鈴木:あの広告を見た時、「この手があったか!」と思いました(笑)。江﨑さんのおっしゃるとおり、広告業界って面白いから何かの時に声をかけてみようという風にならなければいけないと強く感じています。我々の競争相手は、これまでは広告業界の中だけでしたが、今は商社やコンサルティング会社など、いろいろな方々が参入しています。広告業界に声をかけたくなるような魅力ある業界にしていくことが、これから本当に大事になると思っています。

鈴木亨(すずき・とおる)
明治大学経営学部卒業後、1985年電通入社。2018年第16ビジネスプロデュース局長などを経て、2019年1月に電通九州取締役就任。同年3月から現職。趣味はジョギング・テニス・ゴルフ。

「ポテンシャル発見業」として、九州の魅力を輝かせる

—最後に、今後の九州の広告業界について展望をお聞かせください。

江﨑:九州博報堂の今年は、異なる文化や歴史を持つ西広と博報堂がワンチームとなり、九州一円に存在するネットワークを活用して地力をつけていくことを目指す1年になりそうです。

鈴木:電通は2020年に「電通グル-プ」となり、グループ各社がそれぞれの個性を統合したソリューションをお客さまに提供できるようになりました。テクノロジーによって時間や距離の制約がなくなり、九州のクライアントさんの課題に北海道のメンバーがチームに参加して課題を解決する事例なども出てきました。

今後は国内に限らず、世界の電通グループも含め、総合力を活用して課題を解決していくような時代になっていくでしょう。

江﨑:九州博報堂の企業パーパスは「地域の情熱たちと、未来をつくる。」です。ポイントは、「九州の情熱たち」ではなく「地域の情熱たち」としたところです。鈴木社長のおっしゃるとおり、九州域内や広告業界に閉じる必要はまったくありません。企業の方、メディアのみなさん、大学、職人、スタートアップ……、いろんな人たちと一緒になって未来をつくっていこうと思っています。

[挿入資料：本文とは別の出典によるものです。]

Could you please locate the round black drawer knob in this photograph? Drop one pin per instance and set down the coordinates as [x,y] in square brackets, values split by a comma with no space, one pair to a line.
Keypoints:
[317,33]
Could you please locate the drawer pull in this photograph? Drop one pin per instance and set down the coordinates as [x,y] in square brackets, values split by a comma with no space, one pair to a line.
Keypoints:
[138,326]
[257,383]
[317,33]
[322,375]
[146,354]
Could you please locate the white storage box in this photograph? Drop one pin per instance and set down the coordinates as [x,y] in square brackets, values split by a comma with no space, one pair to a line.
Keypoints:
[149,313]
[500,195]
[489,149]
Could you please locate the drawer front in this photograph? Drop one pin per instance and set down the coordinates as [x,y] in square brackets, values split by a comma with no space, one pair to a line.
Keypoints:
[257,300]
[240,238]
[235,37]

九州は宝の山です。各県にいろいろな魅力があります。それに光をあて、ひと工夫して価値化して、全国、全世界に発信していきたいと思っています。

鈴木:スポットの当て方ひとつで、モノの魅力を大きく輝かせることができますからね。我々の生業は、商品やサービス、地域自体のポテンシャルを発見する、”ポテンシャル発見業”だと思っています。江﨑さんと一緒に九州をくまなく走り回り、いろんなポテンシャルを発見したいと思っています。